Forget what grandma told you about cooking rice. 
If you wanted two cups uncooked you would use 4 cups water right?
Forget that. 
2 cups rice to 6 or more cups water. Forget trying to get it perfect,
it doesn't matter at ALL, you don't even have to cover it, just boil it for 20
minutes and then strain it like you do pasta noodles to get the excess water 
off. 
Works every time, delivers perfect rice, every time. 
A chef from New Orleans taught me that and I was so happy
I gave her a big ass hug. MAN is that easier than that old school crap!










The final pot should look something like this, not too thick but not too runny.
If it's too runny, then skim out some of the beans and mash them into a paste
and mix with some of the pot liquor until you get a better consistency. 










You can feed a good size pack of friends with that much beans and rice for a
really reasonable price. AAaaaaEEEEEEEEEEEEEE!!!!


----------



## captken (Feb 24, 2008)

*About as good as it gets.*

I've used Sardine oil instead of Anchovy to get a little fish taste. Unfortunately they don't grow down here but wild onions from your yard add kick but you gotta caramelize them with the rest of the veggies or they will overpower everything else. 

Not quite time for Red Beans and Rice down here. Gumbo too.


----------



## Ben Fishin (Oct 2, 2018)

Those wild onions do have some umph for sure but not seen any in a long time. 
buddy of mine's mama died this year in Miss. he told me come dig up all her wild garlic as he aint gonna use it, on the to do list for sure, nice and tart!
I do red beans all year long but typically don't cook gumbo much until the cold season and early in spring when the seafood is fresh. 
Cooked gumbo so many times I could not guess how many but it is up there and I do mine a little different than I learned of course. 
Usually I start up when I get my first handfull of these, I am leaving for Ark. for a month in about a month, We got a serious mancave/camp up there and I love making some kick butt gumbo.


----------



## Flounderpounder (Oct 3, 2007)

You lost me at anchovies. Other than that, sounds great!


----------



## Ben Fishin (Oct 2, 2018)

Most guys who cook on the grill are shocked to learn that Worcestershire Sauce is made with anchovies. They put it in everything. The beans or anything else you put them in do not taste like anchovies, it creates a background flavor a deepening of hearty flavors. 
It's funny watching people LOVE a dish until you tell them it's got anchovies in it and POOF they don't want anymore of it. All psychological or most of it. 
I eat them straight out of the tin myself and love them.


----------



## jim t (Sep 30, 2007)

You really won't taste the anchovies. They are added for "umami"
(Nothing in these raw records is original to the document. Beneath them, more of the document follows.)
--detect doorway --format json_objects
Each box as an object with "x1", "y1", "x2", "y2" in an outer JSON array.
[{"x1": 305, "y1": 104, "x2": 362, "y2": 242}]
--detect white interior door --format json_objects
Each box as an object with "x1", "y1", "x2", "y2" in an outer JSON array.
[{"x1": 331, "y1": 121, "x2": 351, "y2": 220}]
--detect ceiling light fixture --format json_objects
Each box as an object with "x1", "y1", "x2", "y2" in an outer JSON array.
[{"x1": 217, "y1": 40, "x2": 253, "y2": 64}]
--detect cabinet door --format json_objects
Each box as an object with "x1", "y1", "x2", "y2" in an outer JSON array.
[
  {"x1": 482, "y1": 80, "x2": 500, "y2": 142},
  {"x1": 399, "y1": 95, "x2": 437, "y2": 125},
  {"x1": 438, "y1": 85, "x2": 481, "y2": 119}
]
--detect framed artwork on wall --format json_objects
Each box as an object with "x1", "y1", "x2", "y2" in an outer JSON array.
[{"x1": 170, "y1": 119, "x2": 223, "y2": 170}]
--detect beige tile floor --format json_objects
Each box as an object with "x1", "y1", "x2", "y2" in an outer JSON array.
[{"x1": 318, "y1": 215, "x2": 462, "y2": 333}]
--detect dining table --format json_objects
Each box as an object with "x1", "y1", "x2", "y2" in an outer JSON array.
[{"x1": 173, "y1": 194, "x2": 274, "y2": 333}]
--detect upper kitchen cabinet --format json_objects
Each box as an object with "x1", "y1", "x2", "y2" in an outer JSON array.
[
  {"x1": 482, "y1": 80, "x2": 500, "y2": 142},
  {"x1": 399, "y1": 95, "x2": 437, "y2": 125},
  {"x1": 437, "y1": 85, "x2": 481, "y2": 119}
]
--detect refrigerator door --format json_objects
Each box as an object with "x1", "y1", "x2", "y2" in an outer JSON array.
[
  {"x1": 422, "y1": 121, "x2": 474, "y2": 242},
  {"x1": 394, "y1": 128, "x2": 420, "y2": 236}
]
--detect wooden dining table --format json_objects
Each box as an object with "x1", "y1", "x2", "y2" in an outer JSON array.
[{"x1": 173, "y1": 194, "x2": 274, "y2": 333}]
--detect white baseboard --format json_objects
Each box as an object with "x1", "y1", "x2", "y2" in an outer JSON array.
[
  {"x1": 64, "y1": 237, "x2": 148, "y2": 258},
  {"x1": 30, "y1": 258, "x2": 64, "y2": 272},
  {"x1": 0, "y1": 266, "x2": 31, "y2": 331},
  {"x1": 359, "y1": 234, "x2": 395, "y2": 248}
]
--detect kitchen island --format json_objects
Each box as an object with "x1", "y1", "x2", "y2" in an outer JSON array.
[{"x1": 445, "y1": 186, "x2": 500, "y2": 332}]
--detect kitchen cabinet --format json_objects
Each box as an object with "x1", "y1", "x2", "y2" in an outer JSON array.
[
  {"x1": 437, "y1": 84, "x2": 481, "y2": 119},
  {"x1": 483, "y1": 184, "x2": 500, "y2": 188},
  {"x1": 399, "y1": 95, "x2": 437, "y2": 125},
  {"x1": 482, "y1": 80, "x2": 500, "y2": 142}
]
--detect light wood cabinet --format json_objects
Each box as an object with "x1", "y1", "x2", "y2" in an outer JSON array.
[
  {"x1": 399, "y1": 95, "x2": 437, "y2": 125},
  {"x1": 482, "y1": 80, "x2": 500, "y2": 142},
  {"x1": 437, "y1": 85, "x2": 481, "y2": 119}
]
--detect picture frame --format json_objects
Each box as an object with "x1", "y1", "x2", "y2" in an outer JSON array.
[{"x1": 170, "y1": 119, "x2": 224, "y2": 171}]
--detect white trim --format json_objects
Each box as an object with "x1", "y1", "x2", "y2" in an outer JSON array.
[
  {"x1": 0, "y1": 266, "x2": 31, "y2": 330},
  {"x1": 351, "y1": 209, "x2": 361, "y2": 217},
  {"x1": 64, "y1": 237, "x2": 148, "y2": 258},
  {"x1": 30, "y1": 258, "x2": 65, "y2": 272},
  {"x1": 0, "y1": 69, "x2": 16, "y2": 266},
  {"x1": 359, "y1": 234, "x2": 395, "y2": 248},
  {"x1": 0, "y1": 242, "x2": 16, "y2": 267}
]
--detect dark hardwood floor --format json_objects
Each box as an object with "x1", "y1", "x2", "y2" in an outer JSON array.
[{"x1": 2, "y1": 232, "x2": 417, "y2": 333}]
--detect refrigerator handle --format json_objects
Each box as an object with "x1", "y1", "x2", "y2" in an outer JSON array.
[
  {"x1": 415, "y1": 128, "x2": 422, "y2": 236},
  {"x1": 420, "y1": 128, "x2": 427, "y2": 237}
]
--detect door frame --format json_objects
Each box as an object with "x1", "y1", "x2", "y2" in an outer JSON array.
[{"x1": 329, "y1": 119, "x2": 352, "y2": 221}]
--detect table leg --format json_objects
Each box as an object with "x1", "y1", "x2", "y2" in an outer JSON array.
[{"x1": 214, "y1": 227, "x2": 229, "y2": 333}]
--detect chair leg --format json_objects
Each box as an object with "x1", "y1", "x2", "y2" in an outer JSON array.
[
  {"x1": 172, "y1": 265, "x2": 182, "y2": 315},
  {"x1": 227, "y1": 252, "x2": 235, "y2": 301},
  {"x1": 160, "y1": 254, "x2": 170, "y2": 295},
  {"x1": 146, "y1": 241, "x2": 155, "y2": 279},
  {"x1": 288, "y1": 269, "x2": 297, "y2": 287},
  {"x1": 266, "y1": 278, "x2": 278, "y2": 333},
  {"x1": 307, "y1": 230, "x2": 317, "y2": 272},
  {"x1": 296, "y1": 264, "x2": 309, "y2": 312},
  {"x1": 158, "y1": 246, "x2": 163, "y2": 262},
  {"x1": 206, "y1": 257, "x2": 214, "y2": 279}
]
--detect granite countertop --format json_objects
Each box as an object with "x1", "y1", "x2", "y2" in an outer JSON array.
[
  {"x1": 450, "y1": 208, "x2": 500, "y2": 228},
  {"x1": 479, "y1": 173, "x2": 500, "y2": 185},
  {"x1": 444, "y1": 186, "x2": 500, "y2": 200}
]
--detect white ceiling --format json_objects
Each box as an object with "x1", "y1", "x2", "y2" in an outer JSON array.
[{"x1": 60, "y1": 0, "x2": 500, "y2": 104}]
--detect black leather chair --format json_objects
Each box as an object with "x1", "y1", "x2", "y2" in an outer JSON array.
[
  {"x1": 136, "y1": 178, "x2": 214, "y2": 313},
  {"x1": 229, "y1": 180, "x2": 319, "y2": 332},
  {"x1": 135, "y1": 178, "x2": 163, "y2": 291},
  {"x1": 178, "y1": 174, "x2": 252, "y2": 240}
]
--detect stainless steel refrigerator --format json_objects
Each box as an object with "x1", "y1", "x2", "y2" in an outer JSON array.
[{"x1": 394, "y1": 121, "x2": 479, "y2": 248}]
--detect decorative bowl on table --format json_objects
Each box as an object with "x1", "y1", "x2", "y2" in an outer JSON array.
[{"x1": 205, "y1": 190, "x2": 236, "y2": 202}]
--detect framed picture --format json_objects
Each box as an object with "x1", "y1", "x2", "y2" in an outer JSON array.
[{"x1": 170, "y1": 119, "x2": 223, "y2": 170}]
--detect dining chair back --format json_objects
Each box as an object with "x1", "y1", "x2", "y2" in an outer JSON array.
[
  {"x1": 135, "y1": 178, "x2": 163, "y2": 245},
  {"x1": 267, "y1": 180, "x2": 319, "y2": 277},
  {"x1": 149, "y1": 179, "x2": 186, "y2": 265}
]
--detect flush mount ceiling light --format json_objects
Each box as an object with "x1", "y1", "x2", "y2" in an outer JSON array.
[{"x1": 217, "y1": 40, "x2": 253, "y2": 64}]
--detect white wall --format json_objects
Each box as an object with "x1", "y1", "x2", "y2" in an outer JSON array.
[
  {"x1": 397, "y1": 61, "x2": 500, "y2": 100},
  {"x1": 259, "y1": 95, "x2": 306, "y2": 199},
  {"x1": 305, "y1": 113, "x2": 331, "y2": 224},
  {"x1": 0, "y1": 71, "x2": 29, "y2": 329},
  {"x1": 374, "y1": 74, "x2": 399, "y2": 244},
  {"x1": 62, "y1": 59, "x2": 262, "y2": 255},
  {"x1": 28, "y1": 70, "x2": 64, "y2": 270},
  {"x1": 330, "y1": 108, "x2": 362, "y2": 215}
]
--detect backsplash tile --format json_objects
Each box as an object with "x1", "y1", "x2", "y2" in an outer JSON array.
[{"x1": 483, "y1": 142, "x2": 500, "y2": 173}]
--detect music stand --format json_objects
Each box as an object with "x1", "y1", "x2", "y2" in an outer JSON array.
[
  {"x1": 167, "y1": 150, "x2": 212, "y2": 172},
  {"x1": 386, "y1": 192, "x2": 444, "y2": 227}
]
https://en.wikipedia.org/wiki/Umami

Jim


----------



## Ben Fishin (Oct 2, 2018)

Thanks for the link Jim, I've known a long time that anchovies improve the flavor of dishes in a wide range of savory foods and have used them in all kinds of stuff without telling people they are in there. Didn't know the science background of the reasons, that's good to know!


----------



## CalvinandHobbes (Jan 25, 2014)

So what would replace anchovie oil since I can't bring myself to do that.


----------



## Ben Fishin (Oct 2, 2018)

Just leave the things out and use the sausage oil to work with. 
It won't be the same but it's still good. 
Replacing anchovies is no easy task. 
Caramelized onion and roasted garlic would go good. 
Or use some Worcestershire sauce just not so much that it tastes like Worcestershire.
Another way I used to do this is take two smoked hocks and cut through the skin on them around them several times so they open up when cooked, and boil them in my starter water until they are falling apart and then pull them out too cool. 
Take all that tough skin that is now soft and sort of grisly along with what little meat is on them and blend it smooth with some of the water. Then start the recipe above minus the fish and proceed. It tastes very different from the above and has more fat in it, will need a bit more salt too, but it's damn good and I cooked it that way for years.


----------



## ChileRelleno (Jul 7, 2012)

Gotta love the chemistry of cooking.
Great thread.


----------